Roupa afeta desempenho no treino? Entenda – 15/02/2026 – Equilíbrio

Pergunta: Recentemente, comecei a levar os exercícios a sério e agora tenho uma dúvida existencial: ao me exercitar, devo usar marcas diferentes ou devo ser manter fiel a uma única marca? Será que a roupa que eu uso afeta meu desempenho?

Resposta: Praticamente todas as marcas esportivas sérias estão envolvidas em uma corrida armamentista tecnológica, ocupadas em adicionar novos avanços às suas roupas de treino —absorção de umidade, acolchoamento, elasticidade— tudo em um esforço para convencê-lo de que seus produtos, e somente eles, farão você melhorar no seu esporte.

Embora isso possa ser verdade para atletas profissionais, que trabalham em estreita colaboração com seus patrocinadores de uniforme e para quem cada segundo economizado conta —a Nike projetou um sutiã esportivo super leve impresso em 3D para a corredora Faith Kipyegon, a fim de ajudá-la a tentar quebrar a barreira dos quatro minutos na milha—, é menos importante para amadores.

Para amadores, sejamos sinceros, alongar-se provavelmente conta mais.

Ao escolher roupas de treino ou se comprometer com um tipo específico de roupa, a questão para a maioria de nós pode ser mais mental do que física. Se você sente que tem mais força ou velocidade porque seu tênis ou camiseta é mais leve, você pode se movimentar como se isso fosse verdade. E se esforçar como se fosse verdade.

Não há nada de errado nisso. Sempre que conversei com atletas de competição sérios, eles disseram que a roupa que usam faz diferença. Se eles se sentem bem, têm um desempenho melhor. Em parte, isso explica a tendência entre as atletas femininas de finalmente assumirem o controle de seus próprios uniformes, em vez de usarem versões reduzidas dos uniformes masculinos.

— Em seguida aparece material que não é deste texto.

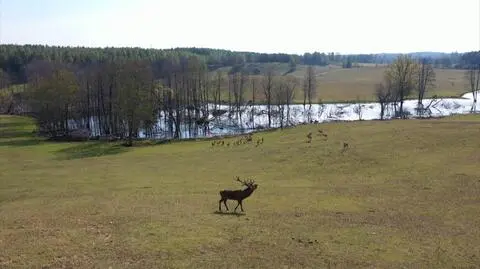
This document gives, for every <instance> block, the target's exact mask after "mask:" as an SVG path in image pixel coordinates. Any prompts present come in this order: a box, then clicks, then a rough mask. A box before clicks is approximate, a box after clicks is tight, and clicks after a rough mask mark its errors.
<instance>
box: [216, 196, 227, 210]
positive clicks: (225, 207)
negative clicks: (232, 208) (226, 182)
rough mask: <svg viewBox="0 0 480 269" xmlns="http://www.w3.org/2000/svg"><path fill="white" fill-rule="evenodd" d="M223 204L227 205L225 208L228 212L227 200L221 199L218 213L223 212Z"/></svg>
mask: <svg viewBox="0 0 480 269" xmlns="http://www.w3.org/2000/svg"><path fill="white" fill-rule="evenodd" d="M222 202H223V204H224V205H225V208H226V209H227V211H228V206H227V199H223V198H222V199H220V201H218V211H222Z"/></svg>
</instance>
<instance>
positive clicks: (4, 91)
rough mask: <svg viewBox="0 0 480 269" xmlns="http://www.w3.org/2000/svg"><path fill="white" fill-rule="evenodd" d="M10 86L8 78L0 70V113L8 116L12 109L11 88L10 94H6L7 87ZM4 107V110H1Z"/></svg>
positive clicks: (12, 96)
mask: <svg viewBox="0 0 480 269" xmlns="http://www.w3.org/2000/svg"><path fill="white" fill-rule="evenodd" d="M9 85H10V78H9V76H8V74H7V73H6V72H4V71H3V70H2V69H0V113H7V114H9V113H10V112H11V110H12V109H13V103H14V101H13V95H14V90H13V88H12V89H10V93H6V91H7V87H8V86H9ZM3 107H6V108H3Z"/></svg>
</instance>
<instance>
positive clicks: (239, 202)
mask: <svg viewBox="0 0 480 269" xmlns="http://www.w3.org/2000/svg"><path fill="white" fill-rule="evenodd" d="M237 202H238V204H237V206H236V207H235V209H234V210H233V212H236V211H237V207H238V206H240V207H241V206H242V201H240V200H238V201H237ZM242 211H243V209H242Z"/></svg>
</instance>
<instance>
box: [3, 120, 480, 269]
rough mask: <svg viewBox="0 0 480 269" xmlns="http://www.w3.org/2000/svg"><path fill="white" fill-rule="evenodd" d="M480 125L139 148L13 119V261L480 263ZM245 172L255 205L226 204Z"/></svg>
mask: <svg viewBox="0 0 480 269" xmlns="http://www.w3.org/2000/svg"><path fill="white" fill-rule="evenodd" d="M479 127H480V116H475V115H466V116H455V117H449V118H443V119H431V120H396V121H385V122H381V121H362V122H346V123H326V124H318V125H302V126H298V127H295V128H289V129H285V130H283V131H281V130H277V131H271V132H265V133H257V134H255V135H254V136H253V137H254V140H256V139H258V138H260V137H263V138H264V143H263V144H261V145H260V146H258V147H256V146H255V145H252V144H243V145H240V146H231V145H230V146H229V147H226V146H223V147H222V146H215V147H212V145H211V142H212V141H208V140H203V141H184V142H176V143H171V144H164V145H156V146H143V147H133V148H128V149H127V148H123V147H121V146H118V145H116V144H108V143H104V144H100V143H99V142H88V143H87V142H85V143H84V142H77V143H51V142H46V141H43V140H41V139H39V138H35V137H33V136H32V130H33V128H34V126H33V125H32V122H31V120H30V119H28V118H23V117H13V116H0V180H1V184H0V214H1V216H2V217H1V221H0V268H109V266H111V268H454V267H455V268H475V267H477V266H478V265H479V264H480V254H479V253H480V169H479V167H478V163H479V162H480V152H479V151H478V148H479V146H480V136H479V135H478V134H479ZM318 129H322V130H323V131H324V132H325V133H327V134H328V139H327V140H324V139H321V137H320V136H318V135H317V130H318ZM308 132H313V139H312V143H310V144H309V143H306V142H305V141H306V140H307V139H306V135H307V133H308ZM235 140H236V138H229V139H226V140H225V142H228V143H231V144H232V142H233V141H235ZM344 142H347V143H348V144H349V148H348V149H347V150H346V151H345V152H343V153H342V152H341V149H342V146H343V143H344ZM237 175H238V176H240V177H241V178H247V177H253V178H254V179H255V180H256V182H257V183H258V184H259V187H258V189H257V190H256V191H255V192H254V193H253V194H252V196H251V197H249V198H247V199H246V200H245V201H244V203H243V207H244V209H245V211H246V212H245V214H218V213H215V212H216V210H218V200H219V198H220V197H219V193H218V192H219V191H220V190H222V189H225V188H228V189H237V188H239V187H240V185H239V184H238V182H235V181H234V176H237ZM229 207H230V209H231V210H233V208H234V207H235V203H234V202H231V201H229Z"/></svg>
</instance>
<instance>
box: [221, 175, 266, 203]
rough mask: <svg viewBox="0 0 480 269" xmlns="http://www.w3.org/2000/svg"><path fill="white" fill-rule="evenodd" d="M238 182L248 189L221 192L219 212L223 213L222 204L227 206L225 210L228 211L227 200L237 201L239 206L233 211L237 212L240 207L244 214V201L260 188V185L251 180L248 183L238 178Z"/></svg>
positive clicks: (227, 190) (225, 190) (233, 190)
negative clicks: (257, 188) (225, 209)
mask: <svg viewBox="0 0 480 269" xmlns="http://www.w3.org/2000/svg"><path fill="white" fill-rule="evenodd" d="M236 180H237V181H238V182H240V183H242V185H245V186H246V187H247V188H246V189H243V190H233V191H232V190H223V191H220V197H221V199H220V201H218V210H219V211H220V212H221V211H222V202H223V204H224V205H225V208H226V209H227V211H228V206H227V200H235V201H237V203H238V204H237V206H236V207H235V209H234V210H233V212H235V211H236V210H237V208H238V206H240V209H241V210H242V212H243V206H242V201H243V200H244V199H246V198H247V197H249V196H250V195H251V194H252V193H253V191H255V190H256V189H257V187H258V184H255V181H253V180H249V181H248V182H247V181H245V180H240V178H239V177H237V178H236Z"/></svg>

Quanto à escolha da roupa para se exercitar, há uma série de fatores a considerar.

O primeiro critério para amadores deve ser simplesmente o que lhe parece confortável e o que você pode pagar. O investimento em equipamentos deve ser proporcional ao quão sério você leva o esporte. Lembra daqueles filmes sobre pessoas de meia-idade vestidas com a tecnologia esportiva mais recente como se fossem competir em um campeonato mundial? Quase todos são comédias.

Depois, há a questão da associação. Assim como as marcas de moda contratam celebridades como embaixadoras para atrair fãs, as marcas esportivas se associam a atletas de destaque para vender a promessa de que a tecnologia que tornou esse atleta um sucesso chegará até você. A veracidade importa menos do que sua admiração pelo atleta.

Em uma escala maior, as marcas esportivas, ainda mais do que as marcas de moda, tornaram-se hábeis em criar comunidades em torno de seus valores, de modo que muitas vezes as pessoas se consideram “fãs da Nike”, “fãs da Adidas“, “fãs da Skechers” ou até mesmo “fãs do Chuck II”. Muitas vezes pensei que há um estudo antropológico a ser feito em academias por toda a cidade que poderia mapear grupos socioculturais por marca esportiva.

Sem contar as modalidades que não se prendem a marcas, como a escalada, onde parecer servilmente dependente de um fornecedor é como usar uma placa de neon que diz “não é sério”.

Resumindo, se tênis On CloudTec, leggings NikeSKIMS e tops Adidas Techfit são a sua cara, misture e combine à vontade. Só fique atento(a), pois isso pode causar estranheza visual ou confundir a identidade que você projeta.

Por fim, seja o que for que você faça, fique longe dos equipamentos esportivos de marcas de moda de luxo. Pode haver um toque de ironia em uma bicicleta Louis Vuitton ou luvas de boxe Chanel, mas isso só funciona em ensaios fotográficos de revistas, ou talvez em Gstaad.